Bill blackish and yellowish; legs greenish; claws brown; eyes yellow.
A Citizen of temperate North America, but a very shy and solitary bird,
who will not be neighborly and is oftener heard than seen in the bogs
where he likes to live alone. He makes a loud noise that sounds like
chopping wood with an axe or driving a stake in the ground with a
mallet; so he is called the Stake-driver by some people, while others
name him Thunder-pumper and Bog-bull. His body is about as big as a
Hen's, and he is sometimes known as Indian Hen, though his very long
beak, neck, and legs are not at all like those of a Hen.
A member of the guild of Wise Watchers, who keeps a sharp lookout for
the reptiles and little fishes he spears with his strong pointed bill,
and places his nest on the ground; the eggs are drab-colored, not pale
green like those of most members of the Heron family.

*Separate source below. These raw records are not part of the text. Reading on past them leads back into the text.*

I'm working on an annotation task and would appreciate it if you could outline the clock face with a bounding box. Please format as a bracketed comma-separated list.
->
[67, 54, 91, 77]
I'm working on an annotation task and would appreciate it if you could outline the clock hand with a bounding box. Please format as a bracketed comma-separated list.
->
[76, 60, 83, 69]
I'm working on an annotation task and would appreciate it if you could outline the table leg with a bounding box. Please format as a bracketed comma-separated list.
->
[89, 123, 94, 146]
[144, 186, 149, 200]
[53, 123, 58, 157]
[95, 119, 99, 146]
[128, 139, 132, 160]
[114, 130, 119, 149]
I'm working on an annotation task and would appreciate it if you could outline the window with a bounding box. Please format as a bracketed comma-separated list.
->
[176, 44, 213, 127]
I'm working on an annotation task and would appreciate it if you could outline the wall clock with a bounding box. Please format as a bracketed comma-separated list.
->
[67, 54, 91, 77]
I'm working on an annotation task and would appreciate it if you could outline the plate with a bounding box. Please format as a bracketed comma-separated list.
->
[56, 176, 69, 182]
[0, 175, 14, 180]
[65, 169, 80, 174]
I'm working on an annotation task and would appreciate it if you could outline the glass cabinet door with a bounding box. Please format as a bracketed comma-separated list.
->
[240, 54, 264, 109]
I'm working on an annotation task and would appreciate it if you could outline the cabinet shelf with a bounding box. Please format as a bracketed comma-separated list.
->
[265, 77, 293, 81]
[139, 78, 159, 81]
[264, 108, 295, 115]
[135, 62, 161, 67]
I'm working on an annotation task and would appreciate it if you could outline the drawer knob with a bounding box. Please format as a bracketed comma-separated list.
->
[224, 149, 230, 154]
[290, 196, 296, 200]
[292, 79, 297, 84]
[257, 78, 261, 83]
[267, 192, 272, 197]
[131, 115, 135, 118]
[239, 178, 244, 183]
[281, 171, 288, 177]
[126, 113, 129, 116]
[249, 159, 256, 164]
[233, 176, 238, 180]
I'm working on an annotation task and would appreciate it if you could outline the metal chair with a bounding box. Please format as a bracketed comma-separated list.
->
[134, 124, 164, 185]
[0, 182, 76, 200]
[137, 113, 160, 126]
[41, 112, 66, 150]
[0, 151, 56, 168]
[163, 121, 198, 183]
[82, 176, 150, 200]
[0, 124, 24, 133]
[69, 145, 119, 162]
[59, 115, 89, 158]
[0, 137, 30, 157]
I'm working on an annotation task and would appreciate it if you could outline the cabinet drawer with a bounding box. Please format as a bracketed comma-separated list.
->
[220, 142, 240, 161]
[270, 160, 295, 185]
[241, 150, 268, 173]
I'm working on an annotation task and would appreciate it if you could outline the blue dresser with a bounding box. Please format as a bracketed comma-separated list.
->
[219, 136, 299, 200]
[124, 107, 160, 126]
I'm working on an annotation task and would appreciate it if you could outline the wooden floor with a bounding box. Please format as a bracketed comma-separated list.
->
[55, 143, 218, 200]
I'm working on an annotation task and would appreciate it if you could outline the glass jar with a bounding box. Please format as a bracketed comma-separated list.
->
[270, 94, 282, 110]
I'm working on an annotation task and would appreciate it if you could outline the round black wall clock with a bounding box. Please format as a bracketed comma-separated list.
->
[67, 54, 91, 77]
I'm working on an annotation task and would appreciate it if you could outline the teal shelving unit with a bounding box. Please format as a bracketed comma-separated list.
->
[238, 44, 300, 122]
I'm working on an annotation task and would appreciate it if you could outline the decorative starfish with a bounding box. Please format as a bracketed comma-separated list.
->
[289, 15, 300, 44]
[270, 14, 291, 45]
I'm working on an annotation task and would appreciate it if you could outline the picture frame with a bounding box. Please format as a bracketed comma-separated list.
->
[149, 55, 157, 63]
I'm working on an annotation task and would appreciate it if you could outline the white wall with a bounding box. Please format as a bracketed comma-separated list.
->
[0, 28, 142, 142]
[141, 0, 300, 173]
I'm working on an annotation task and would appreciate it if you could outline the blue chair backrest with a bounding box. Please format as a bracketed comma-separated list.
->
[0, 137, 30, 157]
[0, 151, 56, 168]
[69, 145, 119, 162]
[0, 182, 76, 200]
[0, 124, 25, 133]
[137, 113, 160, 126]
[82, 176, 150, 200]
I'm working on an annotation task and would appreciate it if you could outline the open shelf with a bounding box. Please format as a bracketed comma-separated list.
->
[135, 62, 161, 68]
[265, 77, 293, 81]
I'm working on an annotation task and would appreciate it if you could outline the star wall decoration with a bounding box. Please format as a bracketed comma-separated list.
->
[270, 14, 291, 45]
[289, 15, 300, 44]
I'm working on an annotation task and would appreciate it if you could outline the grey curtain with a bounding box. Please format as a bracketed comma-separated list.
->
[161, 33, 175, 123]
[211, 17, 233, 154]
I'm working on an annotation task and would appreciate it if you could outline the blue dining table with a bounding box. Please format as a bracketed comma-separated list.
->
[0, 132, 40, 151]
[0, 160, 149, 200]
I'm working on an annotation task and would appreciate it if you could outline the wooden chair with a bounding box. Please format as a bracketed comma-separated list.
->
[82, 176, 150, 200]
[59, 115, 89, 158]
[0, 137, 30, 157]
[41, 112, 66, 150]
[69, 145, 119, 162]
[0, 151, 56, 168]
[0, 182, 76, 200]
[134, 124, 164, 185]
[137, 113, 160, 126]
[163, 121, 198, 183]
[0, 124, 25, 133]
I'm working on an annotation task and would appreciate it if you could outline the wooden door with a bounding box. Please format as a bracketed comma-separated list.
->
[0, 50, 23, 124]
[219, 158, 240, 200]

A BONNET MARTYR AND A BLUE GIANT
"You promised to tell us about four Herons--please, who are the other
two?" asked Dodo, when she had finished writing these tables, and had
buttoned her book into the pocket of the long gray linen apron which the
Doctor had taught both Olive and herself to wear on those excursions,
whether they hunted birds, flowers, or butterflies.
"Boys have pockets--how I wish I was a boy!" Dodo had said, after she
had been at Orchard Farm a couple of days. "So do I," had echoed Olive;
"there is always something to carry, and everything seems either to fall
out of girls' pockets, or to be smashed flat."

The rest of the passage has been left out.